Every bit as miraculous as the return was the fact that she, along with Anto and TC, had survived the end of May cull. They had no way of explaining it to themselves, had been, in truth, more embarrassed than elated the day the announcement was made and had stood at the locked gates with the thirteen hundred of their workmates who would not now be going back in, or who were not expected to be going back in until a portion of them took matters into their own hands and climbed over again to set up camp in the canteen.
The occupiers were cordial and philosophical when, the next morning, they came face to face with Liz and the others in their overalls. Every calamity had its survivors, after all, and it was simply wrongheaded to blame your fate on them. They even – those without work – shared the tea they brought in with them – for they were occupying the canteen, not looting it – with those who still had work to take a break from.

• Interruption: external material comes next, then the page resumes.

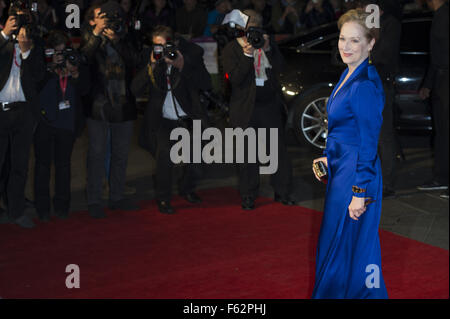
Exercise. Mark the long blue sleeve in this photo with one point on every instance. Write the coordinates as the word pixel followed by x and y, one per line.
pixel 367 103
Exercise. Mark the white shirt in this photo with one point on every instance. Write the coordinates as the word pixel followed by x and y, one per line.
pixel 168 107
pixel 12 91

The ‘two hundred’, meanwhile, were doing what those endless tours around the factory before ever production began had been preparing them for, though it had sounded like just a bit of crack then, the nuclear outcome, in which the very few had to fill in for the great many, carrying out the tasks of the departed as well as their own, hanging doors as well as fitting seats, wiring dashboards and putting on wheels, and before the wheels the brakes.
She replaced the tools in the pouches of her roll then picked up the dolly and moved round to the other side of the car where she worked her way underneath, head and shoulders first, to start work on that rotor.
*
On his return from the States Randall had made straight for the canteen – past the banners that read
We Want Work
and
DeLorean Workers Demand Their Rights
– to talk to the men and women staging the occupation. It was not what you would call a warm reception.
Where had he been when they were getting their cards? Not a manager to be seen the whole day.
He couldn’t speak for the any of the rest, he said, but for his own part – truthfully? – he had been at home with his head down the toilet bowl.
‘Oh, good,’ said a guy at the front (Randall recognised him from the dive bar in Wilmington), ‘wishes sometimes do come true.’